The XML Archiver - Research

Introduction

Nested Merge

System Architecture

Publications

N E S T E D M E R G E

Curated databases are predominantly kept in well-organised hierarchical data formats having a key structure that provides a canonical identification for each element by the path in which it occurs and the values of some of its sub-elements. Our archiver uses this property to efficiently maintain multiple versions of the same dataset. We distinguish between two different types of nodes in a hierarchy: (i) element nodes having a label, and (ii) text nodes having a value. Only element nodes may occur as internal nodes.

Key Specification

Element keys are defined using key constraints that are similar to keys for XML defined in Buneman et al. 2002. A key specification K is a set of key definitions k = (q, s), where q is an absolute path of element labels and s is a key value expression. Each key definition (q, s), specifies a set of elements reachable by path q and defines how the key value is derived from the elements subtree. We distinguish between three types of key value expressions:

EXISTENCE
SUBTREE
VALUES

All element keys are relative keys, i.e., the key value uniquely identifies an element among its siblings. Elements that are keyed by existence are keyed by their label. Elements that are keyed by subtree are uniquely identified by the value of their whole subtree (see Buneman et al. 2004 for definitions of subtree values). For elements e that are keyed by values an additional set of relative path expressions is given. Each path expression p specifies an element in the subtree of e whose value is used as part of the key value for e. These values are referred to as key path values.

Example

The figure below shows (part of) the key specification for the Factbook, stating that countries, categories, and properties are identified by their respective name element, whereas name and text are keyed by existence, i.e., they appear only once among the children of their parent.

Merging Multiple Database Versions

In Buneman et al. 2004 a nested merge approach to archiving is developed that efficiently stores multiple versions of hierarchical data in a compact archive by ''pushing down'' time and introducing timestamps as an extra attribute of the data. Archives of multiple database versions are generated by merging the versions into a single hierarchical data structure. Corresponding elements in different versions are identified based on their key values. The archiver stores each element only once in the merged hierarchy to reduce storage overhead. Archived element and text nodes are annotated with timestamps representing the sequence of version numbers in which the node appears.
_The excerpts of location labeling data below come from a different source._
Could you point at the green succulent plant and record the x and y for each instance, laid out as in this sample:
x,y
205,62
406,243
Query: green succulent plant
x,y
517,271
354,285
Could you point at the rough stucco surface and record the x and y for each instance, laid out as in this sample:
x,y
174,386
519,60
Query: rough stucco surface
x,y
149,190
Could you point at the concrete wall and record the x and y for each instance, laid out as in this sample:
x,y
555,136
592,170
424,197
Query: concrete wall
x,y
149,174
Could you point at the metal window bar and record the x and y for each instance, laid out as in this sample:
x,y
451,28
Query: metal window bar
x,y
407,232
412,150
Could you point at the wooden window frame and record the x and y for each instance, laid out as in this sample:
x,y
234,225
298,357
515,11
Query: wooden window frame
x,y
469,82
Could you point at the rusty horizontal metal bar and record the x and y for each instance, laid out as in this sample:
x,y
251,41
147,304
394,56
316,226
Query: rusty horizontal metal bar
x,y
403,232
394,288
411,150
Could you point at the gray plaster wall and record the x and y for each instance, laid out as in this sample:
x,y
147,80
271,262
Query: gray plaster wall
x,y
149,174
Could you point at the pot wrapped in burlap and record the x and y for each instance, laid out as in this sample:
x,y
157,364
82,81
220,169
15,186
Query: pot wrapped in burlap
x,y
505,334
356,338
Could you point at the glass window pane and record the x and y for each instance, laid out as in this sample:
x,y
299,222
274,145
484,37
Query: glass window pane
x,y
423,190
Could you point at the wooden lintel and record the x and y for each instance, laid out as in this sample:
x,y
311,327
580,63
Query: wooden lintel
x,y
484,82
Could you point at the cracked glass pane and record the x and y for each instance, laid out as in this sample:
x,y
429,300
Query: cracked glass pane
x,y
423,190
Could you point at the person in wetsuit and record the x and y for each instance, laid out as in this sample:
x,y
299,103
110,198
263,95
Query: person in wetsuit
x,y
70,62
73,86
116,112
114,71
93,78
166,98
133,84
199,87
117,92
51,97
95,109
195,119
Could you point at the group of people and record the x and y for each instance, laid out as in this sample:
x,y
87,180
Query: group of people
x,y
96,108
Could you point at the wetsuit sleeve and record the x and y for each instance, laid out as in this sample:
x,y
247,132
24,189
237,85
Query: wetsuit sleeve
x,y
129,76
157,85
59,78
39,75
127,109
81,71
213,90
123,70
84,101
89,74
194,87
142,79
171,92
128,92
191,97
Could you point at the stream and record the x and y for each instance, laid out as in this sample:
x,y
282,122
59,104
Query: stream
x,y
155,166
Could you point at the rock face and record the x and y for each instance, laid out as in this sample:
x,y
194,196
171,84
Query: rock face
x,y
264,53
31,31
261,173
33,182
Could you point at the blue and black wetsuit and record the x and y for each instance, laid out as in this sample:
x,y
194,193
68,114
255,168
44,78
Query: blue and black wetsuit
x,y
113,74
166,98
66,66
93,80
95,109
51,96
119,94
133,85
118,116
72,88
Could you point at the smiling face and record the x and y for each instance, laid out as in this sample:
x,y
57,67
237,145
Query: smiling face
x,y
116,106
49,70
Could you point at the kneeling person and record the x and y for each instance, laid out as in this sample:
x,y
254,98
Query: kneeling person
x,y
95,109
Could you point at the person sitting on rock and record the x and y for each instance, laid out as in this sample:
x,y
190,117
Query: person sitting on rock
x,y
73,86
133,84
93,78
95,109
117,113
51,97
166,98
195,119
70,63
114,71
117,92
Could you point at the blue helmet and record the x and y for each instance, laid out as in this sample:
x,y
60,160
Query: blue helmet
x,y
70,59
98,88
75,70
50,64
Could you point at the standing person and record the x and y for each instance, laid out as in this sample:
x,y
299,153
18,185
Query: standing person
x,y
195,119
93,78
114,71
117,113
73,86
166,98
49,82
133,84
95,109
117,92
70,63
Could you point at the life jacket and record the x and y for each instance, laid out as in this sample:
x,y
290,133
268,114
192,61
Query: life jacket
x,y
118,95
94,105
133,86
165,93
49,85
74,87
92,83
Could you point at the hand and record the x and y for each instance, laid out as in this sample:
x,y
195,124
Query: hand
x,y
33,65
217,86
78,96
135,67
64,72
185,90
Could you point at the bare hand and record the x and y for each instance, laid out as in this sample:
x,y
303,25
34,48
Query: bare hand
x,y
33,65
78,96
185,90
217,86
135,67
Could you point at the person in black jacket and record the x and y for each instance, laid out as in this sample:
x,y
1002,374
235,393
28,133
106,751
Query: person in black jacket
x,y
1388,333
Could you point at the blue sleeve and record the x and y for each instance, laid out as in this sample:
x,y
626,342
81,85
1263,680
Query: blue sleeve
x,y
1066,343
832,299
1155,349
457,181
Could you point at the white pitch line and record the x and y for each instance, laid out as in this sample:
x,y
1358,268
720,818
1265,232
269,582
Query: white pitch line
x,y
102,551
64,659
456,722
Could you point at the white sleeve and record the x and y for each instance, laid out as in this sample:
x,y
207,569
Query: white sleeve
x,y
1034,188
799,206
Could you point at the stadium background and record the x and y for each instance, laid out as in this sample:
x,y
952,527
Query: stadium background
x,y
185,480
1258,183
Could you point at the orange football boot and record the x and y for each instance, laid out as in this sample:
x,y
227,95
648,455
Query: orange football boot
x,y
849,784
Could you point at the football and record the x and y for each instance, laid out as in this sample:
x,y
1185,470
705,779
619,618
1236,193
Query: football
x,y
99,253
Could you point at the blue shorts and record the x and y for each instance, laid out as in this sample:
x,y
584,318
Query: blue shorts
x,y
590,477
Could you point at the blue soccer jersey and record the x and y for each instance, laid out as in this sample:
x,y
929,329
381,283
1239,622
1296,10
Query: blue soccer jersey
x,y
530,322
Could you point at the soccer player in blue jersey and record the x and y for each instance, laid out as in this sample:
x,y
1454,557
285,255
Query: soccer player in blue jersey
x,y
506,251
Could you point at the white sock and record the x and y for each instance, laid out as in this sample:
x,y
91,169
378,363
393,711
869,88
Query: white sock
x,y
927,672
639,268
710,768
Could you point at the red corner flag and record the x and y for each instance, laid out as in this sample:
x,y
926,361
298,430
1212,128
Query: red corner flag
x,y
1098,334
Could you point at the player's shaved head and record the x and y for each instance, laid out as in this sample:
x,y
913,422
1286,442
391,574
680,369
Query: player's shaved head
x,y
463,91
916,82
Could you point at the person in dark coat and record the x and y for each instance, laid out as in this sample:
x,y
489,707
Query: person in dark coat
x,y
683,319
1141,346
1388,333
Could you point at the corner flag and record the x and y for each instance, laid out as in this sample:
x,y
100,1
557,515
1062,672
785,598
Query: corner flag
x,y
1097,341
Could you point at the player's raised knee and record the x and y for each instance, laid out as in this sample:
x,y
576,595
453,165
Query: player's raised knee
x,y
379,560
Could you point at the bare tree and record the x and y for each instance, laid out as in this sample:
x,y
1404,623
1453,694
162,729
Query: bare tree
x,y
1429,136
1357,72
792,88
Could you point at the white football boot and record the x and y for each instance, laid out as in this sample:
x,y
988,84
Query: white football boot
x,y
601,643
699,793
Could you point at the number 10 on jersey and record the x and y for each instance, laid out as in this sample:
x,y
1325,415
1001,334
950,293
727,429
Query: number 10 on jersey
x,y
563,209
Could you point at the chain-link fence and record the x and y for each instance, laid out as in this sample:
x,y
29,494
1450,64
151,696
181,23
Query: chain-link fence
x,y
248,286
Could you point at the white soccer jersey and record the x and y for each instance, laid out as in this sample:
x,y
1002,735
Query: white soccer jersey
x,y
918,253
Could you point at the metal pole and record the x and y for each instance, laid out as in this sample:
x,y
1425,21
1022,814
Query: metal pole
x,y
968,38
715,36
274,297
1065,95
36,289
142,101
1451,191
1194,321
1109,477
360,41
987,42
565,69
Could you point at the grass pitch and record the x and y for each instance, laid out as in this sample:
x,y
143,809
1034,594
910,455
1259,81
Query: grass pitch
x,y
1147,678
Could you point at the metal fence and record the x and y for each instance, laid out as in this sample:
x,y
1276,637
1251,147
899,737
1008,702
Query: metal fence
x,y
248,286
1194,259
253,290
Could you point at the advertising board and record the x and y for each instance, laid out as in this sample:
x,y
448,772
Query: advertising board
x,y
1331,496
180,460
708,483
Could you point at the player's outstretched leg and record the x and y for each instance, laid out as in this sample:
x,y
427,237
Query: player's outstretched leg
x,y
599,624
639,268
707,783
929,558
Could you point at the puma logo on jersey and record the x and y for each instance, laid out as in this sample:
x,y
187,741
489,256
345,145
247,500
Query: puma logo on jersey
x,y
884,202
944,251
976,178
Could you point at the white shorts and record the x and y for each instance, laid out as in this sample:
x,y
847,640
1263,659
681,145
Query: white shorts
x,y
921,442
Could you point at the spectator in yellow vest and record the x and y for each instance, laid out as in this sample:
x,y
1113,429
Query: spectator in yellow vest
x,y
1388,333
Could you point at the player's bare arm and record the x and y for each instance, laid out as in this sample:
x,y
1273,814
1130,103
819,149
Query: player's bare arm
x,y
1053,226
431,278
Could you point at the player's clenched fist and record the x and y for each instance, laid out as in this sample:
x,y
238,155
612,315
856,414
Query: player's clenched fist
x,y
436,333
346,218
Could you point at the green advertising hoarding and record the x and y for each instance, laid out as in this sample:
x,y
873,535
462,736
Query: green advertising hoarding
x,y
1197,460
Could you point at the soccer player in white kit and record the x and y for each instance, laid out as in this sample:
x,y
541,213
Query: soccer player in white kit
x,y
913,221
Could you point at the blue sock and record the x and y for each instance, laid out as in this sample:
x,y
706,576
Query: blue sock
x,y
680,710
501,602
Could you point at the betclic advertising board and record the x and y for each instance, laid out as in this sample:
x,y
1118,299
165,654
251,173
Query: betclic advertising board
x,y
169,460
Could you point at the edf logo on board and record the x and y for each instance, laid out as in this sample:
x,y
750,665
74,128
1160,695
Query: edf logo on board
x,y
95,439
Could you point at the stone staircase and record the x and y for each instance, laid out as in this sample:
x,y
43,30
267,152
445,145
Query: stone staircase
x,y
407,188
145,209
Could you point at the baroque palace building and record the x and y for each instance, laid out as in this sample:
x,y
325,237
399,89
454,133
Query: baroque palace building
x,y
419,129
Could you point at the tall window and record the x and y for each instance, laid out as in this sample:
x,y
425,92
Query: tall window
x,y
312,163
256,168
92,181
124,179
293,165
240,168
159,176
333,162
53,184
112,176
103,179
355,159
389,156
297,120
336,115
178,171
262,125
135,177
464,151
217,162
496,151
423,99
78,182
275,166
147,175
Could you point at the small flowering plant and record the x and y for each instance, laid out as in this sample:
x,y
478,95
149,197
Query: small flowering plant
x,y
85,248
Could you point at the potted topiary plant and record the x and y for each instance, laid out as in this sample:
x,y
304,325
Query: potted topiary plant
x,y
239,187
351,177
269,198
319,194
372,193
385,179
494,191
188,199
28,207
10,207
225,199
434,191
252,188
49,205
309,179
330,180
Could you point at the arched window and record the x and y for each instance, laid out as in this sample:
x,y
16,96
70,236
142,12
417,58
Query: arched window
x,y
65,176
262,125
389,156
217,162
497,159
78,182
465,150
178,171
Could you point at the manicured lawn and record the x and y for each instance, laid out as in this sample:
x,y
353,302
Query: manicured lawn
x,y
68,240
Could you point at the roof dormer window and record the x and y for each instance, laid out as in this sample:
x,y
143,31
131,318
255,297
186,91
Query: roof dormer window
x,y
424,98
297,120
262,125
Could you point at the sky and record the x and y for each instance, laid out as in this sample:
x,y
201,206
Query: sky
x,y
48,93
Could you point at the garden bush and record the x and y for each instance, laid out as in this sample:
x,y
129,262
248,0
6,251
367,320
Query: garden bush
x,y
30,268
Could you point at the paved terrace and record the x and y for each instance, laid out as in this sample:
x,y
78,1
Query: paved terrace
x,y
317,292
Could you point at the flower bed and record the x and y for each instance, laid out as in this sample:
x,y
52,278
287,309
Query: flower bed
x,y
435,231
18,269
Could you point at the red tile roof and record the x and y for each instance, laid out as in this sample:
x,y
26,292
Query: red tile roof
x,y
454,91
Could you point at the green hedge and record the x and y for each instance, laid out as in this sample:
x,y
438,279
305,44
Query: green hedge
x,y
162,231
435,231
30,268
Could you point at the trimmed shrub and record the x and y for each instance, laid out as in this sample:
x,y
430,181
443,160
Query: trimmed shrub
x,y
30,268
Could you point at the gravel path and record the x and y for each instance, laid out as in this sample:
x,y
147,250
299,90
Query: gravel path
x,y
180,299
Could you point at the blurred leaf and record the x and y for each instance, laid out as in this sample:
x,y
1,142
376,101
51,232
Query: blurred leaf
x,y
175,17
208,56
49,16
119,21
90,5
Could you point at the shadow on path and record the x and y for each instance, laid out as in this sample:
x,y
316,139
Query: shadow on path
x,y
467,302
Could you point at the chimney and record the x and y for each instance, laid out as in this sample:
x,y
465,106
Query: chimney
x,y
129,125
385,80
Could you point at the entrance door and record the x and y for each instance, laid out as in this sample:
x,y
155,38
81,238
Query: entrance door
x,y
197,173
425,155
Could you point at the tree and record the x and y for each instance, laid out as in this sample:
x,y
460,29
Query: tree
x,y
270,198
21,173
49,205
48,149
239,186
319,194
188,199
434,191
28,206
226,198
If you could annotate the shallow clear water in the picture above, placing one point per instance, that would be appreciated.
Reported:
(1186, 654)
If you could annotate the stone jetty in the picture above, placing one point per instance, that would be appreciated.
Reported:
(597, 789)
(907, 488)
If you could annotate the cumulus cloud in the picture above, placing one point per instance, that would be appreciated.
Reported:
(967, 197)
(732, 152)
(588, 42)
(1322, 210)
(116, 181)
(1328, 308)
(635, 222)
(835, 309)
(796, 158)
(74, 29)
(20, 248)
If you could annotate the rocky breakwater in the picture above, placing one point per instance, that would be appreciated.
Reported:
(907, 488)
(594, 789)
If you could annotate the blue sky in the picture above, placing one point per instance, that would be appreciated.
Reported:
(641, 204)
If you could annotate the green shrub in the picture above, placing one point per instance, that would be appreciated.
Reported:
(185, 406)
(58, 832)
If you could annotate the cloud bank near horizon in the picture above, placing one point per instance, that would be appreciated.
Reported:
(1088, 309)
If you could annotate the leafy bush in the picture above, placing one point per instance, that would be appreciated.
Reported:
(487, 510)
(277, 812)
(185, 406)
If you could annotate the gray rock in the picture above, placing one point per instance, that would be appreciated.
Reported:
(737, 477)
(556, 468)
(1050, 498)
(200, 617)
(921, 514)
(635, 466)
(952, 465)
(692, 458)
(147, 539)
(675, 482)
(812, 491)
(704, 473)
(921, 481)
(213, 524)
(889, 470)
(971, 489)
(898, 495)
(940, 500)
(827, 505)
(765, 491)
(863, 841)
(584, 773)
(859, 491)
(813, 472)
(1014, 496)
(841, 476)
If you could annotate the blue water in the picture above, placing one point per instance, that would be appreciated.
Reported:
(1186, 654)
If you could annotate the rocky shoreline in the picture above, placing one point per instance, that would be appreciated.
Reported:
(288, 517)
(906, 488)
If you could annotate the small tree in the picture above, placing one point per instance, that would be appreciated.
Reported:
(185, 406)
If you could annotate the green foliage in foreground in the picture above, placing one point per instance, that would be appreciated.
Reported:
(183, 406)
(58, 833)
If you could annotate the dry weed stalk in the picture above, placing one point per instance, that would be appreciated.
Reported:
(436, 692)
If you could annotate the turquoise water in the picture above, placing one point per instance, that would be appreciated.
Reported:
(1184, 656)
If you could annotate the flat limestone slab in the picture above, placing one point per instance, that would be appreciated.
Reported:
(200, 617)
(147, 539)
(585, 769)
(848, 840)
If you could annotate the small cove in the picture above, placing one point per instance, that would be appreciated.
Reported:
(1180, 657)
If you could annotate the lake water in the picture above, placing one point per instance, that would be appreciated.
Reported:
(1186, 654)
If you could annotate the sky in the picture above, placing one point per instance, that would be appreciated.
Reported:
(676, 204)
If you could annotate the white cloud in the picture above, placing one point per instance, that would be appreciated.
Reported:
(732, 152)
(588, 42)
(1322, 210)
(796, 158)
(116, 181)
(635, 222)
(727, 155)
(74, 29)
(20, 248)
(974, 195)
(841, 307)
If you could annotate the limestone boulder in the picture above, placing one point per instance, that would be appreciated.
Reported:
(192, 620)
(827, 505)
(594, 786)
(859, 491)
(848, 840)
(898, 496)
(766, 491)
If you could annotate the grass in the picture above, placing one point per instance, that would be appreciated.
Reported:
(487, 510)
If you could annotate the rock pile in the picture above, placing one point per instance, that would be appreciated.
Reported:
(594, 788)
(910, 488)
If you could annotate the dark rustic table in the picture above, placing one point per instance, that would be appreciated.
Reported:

The above figure shows the resulting archive from merging the two examples from the Factbook in 2005 and 2006. Timestamps are shown in square brackets as edge labels of their respective nodes. Note that we only show (and materialize) the timestamps for those nodes whose timestamp differs from their parent's one.

The nested merge approach has several advantages regarding storage space, retrieval of database versions, and tracking of object history. For example, the 19 annual releases of the Factbook between 1990 and 2008 contain a total of 3,770,468 nodes whereas the resulting archive contains only 765,355 nodes. Although the information in the Factbook changes quite significantly in between the years, there is reduction in storage space is from 95.7 MB for the set of individual releases to 39.1 MB for the archive (from 19.1 MB to 6.8 MB if the files ares stored in GZIP-format).